No the app doesn't behave the same.
>> I know that Idling trigger slower when Revit is out of focus, but still trigger
And then it stops.
>> And you are using the SetRaiseWithoutDelay that should remove the delay and make trigger really fast.
The problem with this approach is that the application becomes unresponsive, as it gets too many messages. The goal was to strike a balance between doing work and keeping the UI responsive.
>> Pretty sure you can remove PokeRevit and the application gonna work the same.

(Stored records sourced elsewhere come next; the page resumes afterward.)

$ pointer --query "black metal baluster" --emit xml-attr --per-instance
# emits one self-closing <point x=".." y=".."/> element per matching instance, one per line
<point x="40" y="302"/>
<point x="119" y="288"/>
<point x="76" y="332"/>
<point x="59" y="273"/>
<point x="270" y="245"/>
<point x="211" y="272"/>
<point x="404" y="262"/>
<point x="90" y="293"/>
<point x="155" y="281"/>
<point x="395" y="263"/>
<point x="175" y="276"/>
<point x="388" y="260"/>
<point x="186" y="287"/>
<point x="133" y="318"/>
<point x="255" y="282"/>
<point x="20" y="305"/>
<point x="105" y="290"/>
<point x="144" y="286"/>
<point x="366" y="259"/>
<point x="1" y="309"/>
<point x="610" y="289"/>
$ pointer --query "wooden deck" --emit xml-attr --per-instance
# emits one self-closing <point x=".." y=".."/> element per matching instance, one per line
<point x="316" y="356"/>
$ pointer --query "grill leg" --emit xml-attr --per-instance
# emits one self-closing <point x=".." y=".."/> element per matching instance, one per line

No it doesn't, you can try it for yourself using the Bowerbird scripting solution. What happens is that you get a few messages and then it stops sending Idle events. So work inside of the queue, remains unprocessed.
>> So, as I believe I already suggested above, I recommend scrapping the Idling event, switching to an external event with a Windows timer driving it, and thus avoiding the problem you describe completely:
I carefully read your article Jeremy, and the problem you described at the end as follows is the one that I tackled:
>>> ... when the external event has been raised, Revit does not actually call the external event Execute method until a cursor movement or some other system event wakes it up.
It was similar for me when using Idling event. In hindsight it is true that I could replace using the "Idling" event from the code probably, but it just had the same problem that you described. The "PokeRevit" algorithm triggers an OnIdle, perhaps it will also trigger an "ExternalEvent"?
Anyway, it works now, and I have limited time to experiment further.
>> Anyway, it works now
Brilliant! Congratulations. So, what is your final solution? Idling event without SetRaiseWithoutDelay + Poke? Is the full code provided somewhere, e.g., GitHub? Thank you!
@cdiggins escreveu:No it doesn't, you can try it for yourself using the Bowerbird scripting solution. What happens is that you get a few messages and then it stops sending Idle events. So work inside of the queue, remains unprocessed.
I tested an standalone plugin and works fine without PokeRevit, I use the BackgroundProcessor in the code: https://github.com/ara3d/revit-background-processor. The Idling event never stops.
Don't know what process you are running the in Idling, I only tested with Thread.Sleep and still triggers normally. I tested with a 1 second delay, which makes Revit really slow/laggy, and it works fine with Revit minimized/unfocused.